Embarker is the pun-y solo guise of Michael Barker (get it? M. Barker?) who plays in other projects such as Sharks With Wings. This is his first LP as far as I can tell. I’m pretty far removed from the Philly noise scene so I’d never heard any of Barker’s work before. Last year’s Mincemeat or Tenspeed LP (also released by Malleable) was the only dose of Philly noise I’ve had and it was rad so I was obviously psyched to hear more.
Embarker treads in much darker waters than Mincemeat. This stuff is harsh and concentrated. Barker uses a variety of modified electronics along with a lapsteel-like instrument to whip up these shitstorms and I’m surprised he doesn’t trip himself up with as fast as these tracks move. The first side opens with “Fake Forrest/Former Friends”, about ten seconds of cut up vocal(?) sounds and then things get heavy. There is a lot of play between each channel so you can really hear the nuances with head phones. This track has a cyclical structure where there will be a heavy, heavy jackhammering of noise before backing off (slightly) and coming back full force. “Fuck Jesse Power” is one of my favorites and way too short at a minute. It’s a great heaving, lurch and roll with buried vocals. “Ars Nova Sweatshop” actually kinda conjures up that image, halfway between an audio art exhibition and a factory. There is a loop of chiming metallic tones sliced up just about beyond recognition. There seems to be a drumnbass/jungle influence on this record where sounds are fractured and reconstituted into impossibly complex rhythms. After hearing the endpoint of “Ars Nova Sweatshop” you don’t even remember how it started the original loop is manipulated and restructured so completely. “Resident Beardo” features a spoken intro over what sounds to me like a sample of a train going by. There are some great high frequencies here that sound like stuck or breaking gears which are intercut frantically with a low rumble. “Diamond Shoals” closes the side. The track actually has a melodic figure buried way down under the distortion and hi-pitched frequencies sure to make a dog kill itself. The sound source doesn’t seem to be electronic (maybe that lapsteel thing?) which is a nice change of pace.

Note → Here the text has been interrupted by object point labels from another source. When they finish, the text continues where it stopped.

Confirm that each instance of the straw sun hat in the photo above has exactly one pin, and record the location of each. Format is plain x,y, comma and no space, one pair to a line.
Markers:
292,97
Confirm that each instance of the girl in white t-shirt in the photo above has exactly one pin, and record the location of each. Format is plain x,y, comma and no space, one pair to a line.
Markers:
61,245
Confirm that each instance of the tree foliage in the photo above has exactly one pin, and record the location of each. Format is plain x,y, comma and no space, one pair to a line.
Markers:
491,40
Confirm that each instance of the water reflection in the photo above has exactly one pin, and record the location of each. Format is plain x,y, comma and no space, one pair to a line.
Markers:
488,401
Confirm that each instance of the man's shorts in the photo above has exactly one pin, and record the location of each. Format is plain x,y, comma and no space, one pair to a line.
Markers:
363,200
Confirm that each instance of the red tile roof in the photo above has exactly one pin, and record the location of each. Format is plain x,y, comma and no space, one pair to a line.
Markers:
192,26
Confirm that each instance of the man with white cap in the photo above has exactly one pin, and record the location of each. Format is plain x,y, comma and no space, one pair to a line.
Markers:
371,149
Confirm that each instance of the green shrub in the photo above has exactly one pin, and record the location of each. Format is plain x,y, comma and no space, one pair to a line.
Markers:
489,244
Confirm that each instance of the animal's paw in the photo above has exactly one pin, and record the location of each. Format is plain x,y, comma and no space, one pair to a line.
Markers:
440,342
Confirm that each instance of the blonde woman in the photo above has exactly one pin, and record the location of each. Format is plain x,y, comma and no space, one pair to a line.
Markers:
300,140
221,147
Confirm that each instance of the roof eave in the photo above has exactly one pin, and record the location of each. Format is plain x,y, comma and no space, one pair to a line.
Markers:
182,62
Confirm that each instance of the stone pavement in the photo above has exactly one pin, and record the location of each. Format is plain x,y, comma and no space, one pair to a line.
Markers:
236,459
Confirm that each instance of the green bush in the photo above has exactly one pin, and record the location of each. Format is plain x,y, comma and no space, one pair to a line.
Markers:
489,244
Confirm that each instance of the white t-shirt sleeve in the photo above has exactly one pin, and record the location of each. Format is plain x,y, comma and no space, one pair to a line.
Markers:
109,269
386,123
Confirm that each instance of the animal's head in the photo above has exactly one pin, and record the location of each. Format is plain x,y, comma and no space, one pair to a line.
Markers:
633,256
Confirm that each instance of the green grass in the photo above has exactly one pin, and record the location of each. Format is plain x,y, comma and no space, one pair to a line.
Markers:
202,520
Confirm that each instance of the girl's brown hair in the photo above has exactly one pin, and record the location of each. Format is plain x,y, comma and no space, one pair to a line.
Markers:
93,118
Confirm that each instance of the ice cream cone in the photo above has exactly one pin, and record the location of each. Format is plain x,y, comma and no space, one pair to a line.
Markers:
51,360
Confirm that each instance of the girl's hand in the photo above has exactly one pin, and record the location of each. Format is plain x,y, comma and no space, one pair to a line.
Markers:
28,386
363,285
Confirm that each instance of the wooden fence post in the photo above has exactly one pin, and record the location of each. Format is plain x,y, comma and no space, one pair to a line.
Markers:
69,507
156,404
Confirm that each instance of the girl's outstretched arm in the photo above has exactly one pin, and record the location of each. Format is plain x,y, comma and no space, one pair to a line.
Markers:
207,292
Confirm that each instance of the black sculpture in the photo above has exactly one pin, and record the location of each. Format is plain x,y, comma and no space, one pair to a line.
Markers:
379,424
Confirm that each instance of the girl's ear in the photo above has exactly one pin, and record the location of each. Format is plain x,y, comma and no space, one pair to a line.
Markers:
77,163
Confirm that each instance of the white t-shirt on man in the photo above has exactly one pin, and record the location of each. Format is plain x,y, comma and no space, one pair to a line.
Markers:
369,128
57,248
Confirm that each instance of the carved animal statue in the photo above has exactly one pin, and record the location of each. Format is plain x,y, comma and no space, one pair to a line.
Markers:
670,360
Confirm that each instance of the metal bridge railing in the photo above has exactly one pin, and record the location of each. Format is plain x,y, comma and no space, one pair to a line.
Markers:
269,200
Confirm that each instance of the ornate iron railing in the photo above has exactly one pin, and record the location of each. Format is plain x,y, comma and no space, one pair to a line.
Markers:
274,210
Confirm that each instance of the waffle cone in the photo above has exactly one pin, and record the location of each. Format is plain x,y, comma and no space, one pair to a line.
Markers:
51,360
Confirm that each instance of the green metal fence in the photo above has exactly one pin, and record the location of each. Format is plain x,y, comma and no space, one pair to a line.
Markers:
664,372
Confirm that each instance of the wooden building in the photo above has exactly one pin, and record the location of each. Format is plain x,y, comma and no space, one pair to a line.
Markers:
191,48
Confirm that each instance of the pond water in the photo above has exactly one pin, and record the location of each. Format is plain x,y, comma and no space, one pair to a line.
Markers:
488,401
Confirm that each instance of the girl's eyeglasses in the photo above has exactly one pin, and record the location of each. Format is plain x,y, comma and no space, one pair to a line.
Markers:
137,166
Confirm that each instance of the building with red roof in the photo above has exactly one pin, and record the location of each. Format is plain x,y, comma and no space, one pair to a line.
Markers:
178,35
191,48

The second side leads off with “Tiger Woods’ Teeth” which returns to the frenetic traffic jam of multiple 500bps rhythms. Barker plays with dynamics, revealing that behind all the static and noise there are some really cool, fucked up sounds skittering about. “Kings of the Beach” is built around a loop of gadgetry noises. There’s a really low, creeping almost drone-like sound that anchors the piece allowing for the other sounds to get chopped into a million little pieces without seeming messy. “Bring me the Head of JM” is intense and more vocally driven which I don’t respond to so much in harsh noise. I don’t know who JM is but if I was him/her I’d be scared out of my mind because Barker sounds like he means business. “Elizabeth City” is a shockingly pretty track featuring polyphonic synth burbling steeped in static which the occasional dropping of a heavy bass note. It’s a cool track and a nice respite from the pain and exhilaration of the rest of the album’s sound spectrum. “Invisible Yarmulke” closes the album. It’s a bit more clattering than the other tracks without a central driving force. Barker generates mostly an assortment of colliding percussive sounds but some synth tones pop up occasionally which is a nice surprise to find in the craggy din.
I have a love/hate relationship with harsh noise a lot of the time but this is some stuff I can get behind. It’s well-paced and the record keeps you guessing but there’s still a vaguely recognizable composition to most of the tracks here. This record could probably crumble some buildings if played loud enough too. The album is severe but also complex which is a potent combination.
I don’t see a credit anywhere but an A+ goes to whoever mastered this thing, sounds crisp and loud and amazing. A damn fine job. As far as looks go, this LP is the epitome of class. Screenprinted jacket with a big, matching insert and weird circular diagrams that show up on the back cover, insert and labels—even the record sleeve is a matching solid black rather than the standard white. They really wanted to make this look nice as can be and it shows. Still available from Send Help and Malleable for the low, low price of 10 bucks.